The minister, interviewed during the World Conference on Social Determinants of Health, held Oct. 19-21 in Brazil, also said “we want to eliminate, and not just treat, malaria, and with HIV/AIDS we have got to universalise treatment, just like in Brazil.”

The two governments are drafting a memorandum of understanding for cooperation in health, to be signed in February 2012.

Basic but complex

In Brazil, the lack of health education means people with simple flu symptoms or small injuries continue to go to the large hospitals, which should ideally only receive serious cases referred by the network of primary healthcare givers or by clinics and smaller hospitals.

The SUS was the result of broad debates led in the 1970s and 1980s by specialists in public and collective health, and the new plan awakened “great enthusiasm” in the medical community, Gomes said.

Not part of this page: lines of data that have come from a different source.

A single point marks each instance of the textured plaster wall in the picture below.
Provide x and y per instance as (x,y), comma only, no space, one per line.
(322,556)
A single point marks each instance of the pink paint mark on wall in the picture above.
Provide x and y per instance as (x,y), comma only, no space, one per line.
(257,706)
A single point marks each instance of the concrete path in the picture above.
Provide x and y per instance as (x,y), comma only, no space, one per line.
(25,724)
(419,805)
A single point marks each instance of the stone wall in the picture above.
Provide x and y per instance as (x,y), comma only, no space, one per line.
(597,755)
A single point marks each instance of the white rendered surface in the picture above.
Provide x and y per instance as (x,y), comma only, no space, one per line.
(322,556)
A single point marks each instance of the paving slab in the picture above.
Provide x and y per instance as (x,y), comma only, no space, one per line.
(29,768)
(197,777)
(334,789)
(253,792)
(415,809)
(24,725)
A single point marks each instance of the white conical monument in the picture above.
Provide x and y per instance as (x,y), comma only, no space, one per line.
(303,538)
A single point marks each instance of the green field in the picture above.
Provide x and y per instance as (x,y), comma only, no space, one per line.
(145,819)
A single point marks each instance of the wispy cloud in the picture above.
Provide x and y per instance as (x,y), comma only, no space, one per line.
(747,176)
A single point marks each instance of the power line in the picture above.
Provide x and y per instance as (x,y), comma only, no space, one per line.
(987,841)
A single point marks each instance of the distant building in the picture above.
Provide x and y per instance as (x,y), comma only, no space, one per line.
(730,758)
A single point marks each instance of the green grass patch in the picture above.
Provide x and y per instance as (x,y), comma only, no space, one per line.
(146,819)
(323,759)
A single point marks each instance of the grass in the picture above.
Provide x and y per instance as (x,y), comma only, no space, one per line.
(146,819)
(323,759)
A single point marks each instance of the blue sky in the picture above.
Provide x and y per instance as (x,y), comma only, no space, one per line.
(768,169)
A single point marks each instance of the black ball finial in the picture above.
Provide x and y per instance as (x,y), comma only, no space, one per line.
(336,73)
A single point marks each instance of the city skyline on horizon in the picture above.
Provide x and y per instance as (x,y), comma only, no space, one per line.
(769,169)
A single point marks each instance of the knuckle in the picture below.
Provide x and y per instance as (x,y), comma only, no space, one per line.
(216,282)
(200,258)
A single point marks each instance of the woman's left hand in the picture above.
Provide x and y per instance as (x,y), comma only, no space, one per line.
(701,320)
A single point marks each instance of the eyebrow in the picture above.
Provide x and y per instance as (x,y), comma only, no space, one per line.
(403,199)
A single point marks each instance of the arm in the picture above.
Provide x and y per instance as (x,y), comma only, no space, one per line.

At the time, social security financing of public health was failing, and the system favoured formal sector employment, in a country where a large proportion of the workforce is active in the informal economy.

But the middle and upper classes have opted for private health plans and health insurance providers, Nascimento said.

The private providers are costly, and their political weight undermines the SUS, she said. Moreover, the people who can afford private healthcare still turn to the public system when they need more expensive or complex surgeries or treatment, she added.

That happened, for example, during the HIV/AIDS epidemic in the mid-1980s – although Brazil adopted a policy of making free anti-retroviral drugs universally available because the country’s pharmaceutical industry was interested, Nascimento said.

But the system’s response to the AIDS epidemic was a SUS success story that should be repeated in the case of other diseases, she added.

Small is beautiful

In order for the system to function more effectively, the primary health network, admired by Minister Motsoaledi, must be expanded, with more clinics and family doctors.

The SUS functions well in smaller towns and cities, where municipal governments make sure it operates properly, said Nascimento.

She said she saw this in the years she worked in São José dos Campos in the southern state of São Paulo, when it was still a medium-sized city.

The problems caused by the shortages of hospitals in Rio de Janeiro, which used to have an excellent network of hospitals, are explained by the influx of patients from the rest of the metropolitan region of 12 million people, Gomes said.

The collapse of the city’s hospital network was predicted 30 years ago, due to pressure from the growing population, if smaller hospitals were not built in Rio’s suburbs and satellite cities, he said.

And that is just what happened, Gomes said, adding that proper implementation of the SUS along its guiding principles would put an end to the problem.